Flores do Mal/A Corveta
LIII
A Corveta
Eu quero descrever, preguiçosa beldade,
Os peregrinos dons da tua mocidade;
Esse dotes soberanos
Em que se alia a infância ao fulgor dos trinta anos.
Quando passas, movendo as saias, pelo asfalto,
Lembras uma corveta a singrar no mar alto,
As velas pandas ao vento,
Num rítemo suave, enlanguescido e lento.
Sobre o pescoço forte e cheio, donairosa,
A cabeça gentil meneias, radiosa;
Com majestade e bonança,
Prossegues tua marcha, imponente creança.
Eu quero descrever, preguiçosa beldade,
Os peregrinos dons da tua mocidade;
Esses dotes soberanos
Em que se alia a infância ao fulgor dos trinta anos.
Teu colo, a palpitar, soerguendo o vestido,
Teu colo triunfal lembra um movel polido
De abaulados gavetões
Como argênteos broqueis, despedindo clarões;
Provocantes broqueis com bicos côr de rosa!
Armário encantador, despensa primorosa
Com manjares escolhidos,
E vinhos de embriagar a alma e os sentidos!
Quando passas, movendo as saias, pelo asfalto,
Lembras uma corveta a singrar no mar alto,
As velas pandas ao vento
N’um rítemo suave, enlanguescido, e lento.
As tuas pernas, sob as saias que as apertam,
Castigam as paixões obscuras que despertam,
Como duas feiticeiras
Mexendo um filtro negro em fundas cafeteiras.

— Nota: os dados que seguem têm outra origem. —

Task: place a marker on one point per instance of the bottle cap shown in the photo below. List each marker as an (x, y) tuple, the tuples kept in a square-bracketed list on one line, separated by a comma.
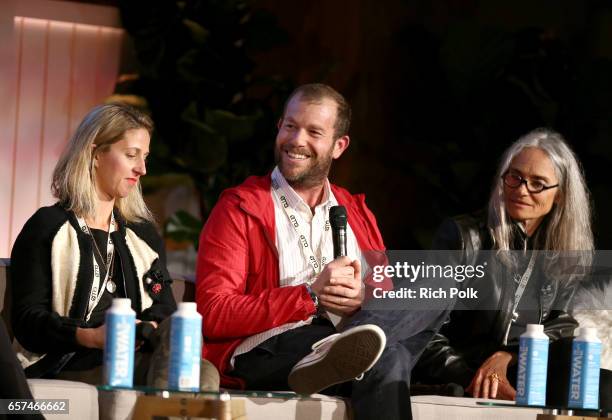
[(535, 328), (187, 306), (122, 303)]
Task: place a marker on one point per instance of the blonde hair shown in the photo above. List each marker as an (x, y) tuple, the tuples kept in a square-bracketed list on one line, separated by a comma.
[(569, 221), (73, 181)]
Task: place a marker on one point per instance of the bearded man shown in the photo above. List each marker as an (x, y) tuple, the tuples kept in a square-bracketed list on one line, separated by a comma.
[(272, 296)]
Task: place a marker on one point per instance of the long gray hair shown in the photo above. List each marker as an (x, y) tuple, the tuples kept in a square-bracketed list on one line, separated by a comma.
[(569, 221)]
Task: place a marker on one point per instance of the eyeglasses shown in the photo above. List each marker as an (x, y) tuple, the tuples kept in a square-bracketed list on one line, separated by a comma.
[(533, 186)]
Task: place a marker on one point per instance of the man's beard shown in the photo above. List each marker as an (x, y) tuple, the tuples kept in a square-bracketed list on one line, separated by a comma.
[(312, 175)]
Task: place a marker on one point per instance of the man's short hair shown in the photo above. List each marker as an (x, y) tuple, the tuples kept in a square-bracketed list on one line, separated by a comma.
[(316, 92)]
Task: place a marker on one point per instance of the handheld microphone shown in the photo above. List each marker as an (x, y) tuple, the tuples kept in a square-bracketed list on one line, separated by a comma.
[(337, 220)]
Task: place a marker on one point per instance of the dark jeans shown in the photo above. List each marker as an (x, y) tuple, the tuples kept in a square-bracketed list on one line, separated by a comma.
[(384, 392)]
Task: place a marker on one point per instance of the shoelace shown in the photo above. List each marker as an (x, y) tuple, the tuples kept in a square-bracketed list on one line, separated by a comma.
[(320, 345)]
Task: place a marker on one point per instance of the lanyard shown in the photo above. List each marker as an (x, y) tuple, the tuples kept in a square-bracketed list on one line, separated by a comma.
[(518, 294), (297, 223), (97, 289)]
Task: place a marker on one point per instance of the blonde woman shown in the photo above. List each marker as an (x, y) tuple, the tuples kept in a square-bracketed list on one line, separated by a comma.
[(96, 243)]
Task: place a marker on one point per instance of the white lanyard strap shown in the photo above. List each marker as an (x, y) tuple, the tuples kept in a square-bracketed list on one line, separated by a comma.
[(298, 225), (97, 288), (518, 294)]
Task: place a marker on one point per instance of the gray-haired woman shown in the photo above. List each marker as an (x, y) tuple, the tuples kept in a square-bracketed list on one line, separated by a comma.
[(539, 201)]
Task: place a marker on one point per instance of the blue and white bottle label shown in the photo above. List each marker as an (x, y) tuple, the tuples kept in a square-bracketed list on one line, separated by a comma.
[(584, 375), (185, 353), (532, 371), (119, 350)]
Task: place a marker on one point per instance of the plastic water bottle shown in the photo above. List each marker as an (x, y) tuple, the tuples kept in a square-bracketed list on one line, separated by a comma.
[(532, 366), (119, 348), (185, 348), (584, 373)]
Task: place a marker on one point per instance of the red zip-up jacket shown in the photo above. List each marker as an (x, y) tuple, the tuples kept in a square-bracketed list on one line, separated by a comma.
[(237, 287)]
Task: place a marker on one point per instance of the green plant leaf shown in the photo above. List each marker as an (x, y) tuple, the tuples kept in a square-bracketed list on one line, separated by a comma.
[(183, 227)]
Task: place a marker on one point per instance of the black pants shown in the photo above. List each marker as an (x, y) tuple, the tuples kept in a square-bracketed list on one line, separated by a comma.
[(384, 392), (13, 384)]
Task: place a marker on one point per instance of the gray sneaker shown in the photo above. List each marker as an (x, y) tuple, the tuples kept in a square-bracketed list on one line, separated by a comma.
[(338, 358)]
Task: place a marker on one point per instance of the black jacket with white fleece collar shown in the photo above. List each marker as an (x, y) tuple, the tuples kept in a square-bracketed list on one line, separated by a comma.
[(52, 277)]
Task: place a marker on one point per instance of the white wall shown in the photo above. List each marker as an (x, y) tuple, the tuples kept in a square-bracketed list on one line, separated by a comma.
[(57, 60)]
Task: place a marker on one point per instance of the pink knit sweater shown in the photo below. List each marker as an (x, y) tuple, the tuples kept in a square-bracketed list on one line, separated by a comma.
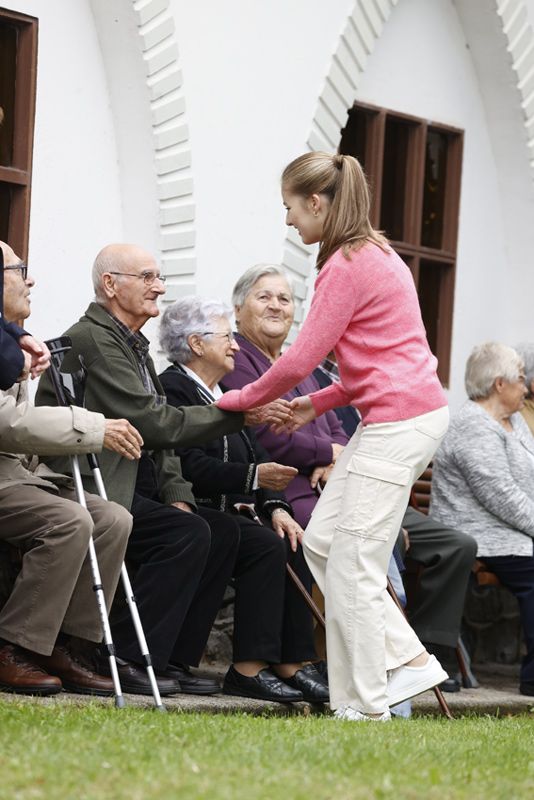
[(366, 309)]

Teus braços, que não teem temor aos mais valentes,
Possuem o condão das gibolas luzentes;
Podem abraçar o eleito,
E, apertando-o com força, imprimi-lo ao teu peito.
Sobre o pescoço forte e cheio, donairosa,
A cabeça gentil meneias, radiosa;
Com majestade e bonança
Prossegues tua marcha, imponente creança!